History

Nazi Germany
- Name: U-3006
- Ordered: 6 November 1943
- Builder: AG Weser, Bremen
- Yard number: 1165
- Laid down: 12 June 1944
- Launched: 25 August 1944
- Commissioned: 5 October 1944
- Fate: Scuttled on 1 May 1945

General characteristics
- Class & type: Type XXI submarine
- Displacement: 1,621 t (1,595 long tons) surfaced; 1,819 t (1,790 long tons) submerged;
- Length: 76.70 m (251 ft 8 in) (o/a); 60.50 m (198 ft 6 in) (p/h);
- Beam: 8 m (26 ft 3 in) (o/a); 5.3 m (17 ft 5 in) (p/h);
- Height: 11.30 m (37 ft 1 in)
- Draught: 6.32 m (20 ft 9 in)
- Installed power: 4,000 PS (2,900 kW; 3,900 shp) (diesel drive); 5,000 PS (3,700 kW; 4,900 shp) (standard electric drive); 226 PS (166 kW; 223 shp) (silent electric drive);
- Propulsion: Diesel/Electric; 2 × MAN M6V40/46KBB supercharged 6-cylinder diesel engines ; 2 × SSW GU365/30 double-acting electric motors ; 2 × SSW GV232/28 silent running electric motors;
- Speed: Surfaced:; 15.6 knots (28.9 km/h; 18.0 mph) (diesel); 17.9 knots (33.2 km/h; 20.6 mph) (electric); Submerged:; 17.2 knots (31.9 km/h; 19.8 mph) (electric); 6.1 knots (11.3 km/h; 7.0 mph) (silent running motors);
- Range: 15,500 nmi (28,700 km; 17,800 mi) at 10 knots (19 km/h; 12 mph) surfaced; 340 nmi (630 km; 390 mi) at 5 knots (9.3 km/h; 5.8 mph) submerged;
- Test depth: 280 m (920 ft)
- Complement: 57–60 crewmen
- Sensors & processing systems: Type F432 D2 Radar Transmitter; FuMB Ant 3 Bali Radar Detector;
- Armament: 6 × bow torpedo tubes; 23 × 53.3 cm (21 in) torpedoes or 17 × torpedoes and 12 × TMC mines; 4 × 2 cm (0.8 in) AA guns or; 4 × 3.7 cm (1.5 in) AA guns;

Service record
- Part of: 4th U-boat Flotilla; 5 October 1944 – 1 May 1945;
- Identification codes: M 42 993
- Commanders: Kptlt. Klaus Popp; 5 October 1944; Oblt.z.S. Hans-Ferdinand Geisler; 6 October – 3 December 1944; Oblt.z.S. Gerhard Linder; 4 December 1944 – 15 January 1945; Oblt.z.S. Ernst Fischer; 16 January – 1 May 1945;
- Operations: None
- Victories: None

= German submarine U-3006 =

German World War II submarine

German submarine U-3006 was a Type XXI U-boat (one of the "Elektroboote") of Nazi Germany's Kriegsmarine, built for service in World War II. She was ordered on 6 November 1943, and was laid down on 12 June 1944 at AG Weser, Bremen, as yard number 1165. She was launched on 25 August 1944, and commissioned under the command of Kapitänleutnant Klaus Popp on 5 October 1944.

==Design==
Like all Type XXI U-boats, U-3006 had a displacement of 1621 t when at the surface and 1819 t while submerged. She had a total length of 76.70 m (o/a), a beam of 8 m, and a draught of 6.32 m. The submarine was powered by two MAN SE supercharged six-cylinder M6V40/46KBB diesel engines each providing 4000 PS, two Siemens-Schuckert GU365/30 double-acting electric motors each providing 5000 PS, and two Siemens-Schuckert silent running GV232/28 electric motors each providing 226 PS.

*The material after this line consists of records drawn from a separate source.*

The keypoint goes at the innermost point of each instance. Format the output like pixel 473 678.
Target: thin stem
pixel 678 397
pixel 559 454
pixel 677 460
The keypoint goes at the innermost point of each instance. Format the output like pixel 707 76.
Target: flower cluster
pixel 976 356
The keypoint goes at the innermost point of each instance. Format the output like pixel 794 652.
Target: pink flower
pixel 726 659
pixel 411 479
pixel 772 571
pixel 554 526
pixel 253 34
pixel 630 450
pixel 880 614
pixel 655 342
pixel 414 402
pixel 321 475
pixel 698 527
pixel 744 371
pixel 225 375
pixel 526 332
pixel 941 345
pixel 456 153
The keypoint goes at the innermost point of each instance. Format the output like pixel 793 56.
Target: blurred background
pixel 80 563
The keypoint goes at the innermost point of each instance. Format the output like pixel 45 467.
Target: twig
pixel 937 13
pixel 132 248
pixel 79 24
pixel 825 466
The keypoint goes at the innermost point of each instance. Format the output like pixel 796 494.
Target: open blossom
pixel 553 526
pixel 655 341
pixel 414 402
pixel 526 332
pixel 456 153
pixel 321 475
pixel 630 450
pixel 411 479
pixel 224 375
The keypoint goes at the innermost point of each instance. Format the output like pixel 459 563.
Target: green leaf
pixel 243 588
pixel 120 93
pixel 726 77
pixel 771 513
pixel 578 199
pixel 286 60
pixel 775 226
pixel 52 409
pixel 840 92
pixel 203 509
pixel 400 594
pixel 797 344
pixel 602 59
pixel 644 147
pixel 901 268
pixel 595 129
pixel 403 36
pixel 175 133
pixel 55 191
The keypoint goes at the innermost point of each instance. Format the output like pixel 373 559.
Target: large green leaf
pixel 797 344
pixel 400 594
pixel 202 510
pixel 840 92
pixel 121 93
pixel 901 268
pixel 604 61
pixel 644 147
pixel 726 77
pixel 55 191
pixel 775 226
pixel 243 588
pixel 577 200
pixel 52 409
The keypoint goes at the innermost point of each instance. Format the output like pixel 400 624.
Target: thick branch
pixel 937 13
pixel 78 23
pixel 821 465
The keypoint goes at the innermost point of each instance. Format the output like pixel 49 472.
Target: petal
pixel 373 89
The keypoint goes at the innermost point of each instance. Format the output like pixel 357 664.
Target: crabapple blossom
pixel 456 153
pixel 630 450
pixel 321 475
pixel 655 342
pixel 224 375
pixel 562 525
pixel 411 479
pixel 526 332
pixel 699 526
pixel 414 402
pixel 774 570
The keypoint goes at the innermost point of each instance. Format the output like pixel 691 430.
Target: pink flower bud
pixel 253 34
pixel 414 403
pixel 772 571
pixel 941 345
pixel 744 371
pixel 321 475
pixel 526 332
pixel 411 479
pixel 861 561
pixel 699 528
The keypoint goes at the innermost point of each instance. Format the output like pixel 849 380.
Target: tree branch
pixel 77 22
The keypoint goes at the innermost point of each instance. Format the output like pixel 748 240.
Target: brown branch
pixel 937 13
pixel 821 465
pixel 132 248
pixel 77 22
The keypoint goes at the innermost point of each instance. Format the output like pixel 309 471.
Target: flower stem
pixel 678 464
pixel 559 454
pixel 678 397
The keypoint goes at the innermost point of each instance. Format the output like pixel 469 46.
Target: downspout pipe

The submarine had a maximum surface speed of 15.6 kn and a submerged speed of 17.2 kn. When running on silent motors the boat could operate at a speed of 6.1 kn. When submerged, the boat could operate at 5 kn for 340 nmi; when surfaced, she could travel 15500 nmi at 10 kn. U-3006 was fitted with six 53.3 cm torpedo tubes in the bow and four 2 cm C/30 anti-aircraft guns. She could carry twenty-three torpedoes or seventeen torpedoes and twelve mines. The complement was five officers and fifty-two men.

==Fate==
U-3006 was scuttled on 1 May 1945, at Wilhelmshaven as part of Operation Regenbogen. The wreck was later raised and broken up.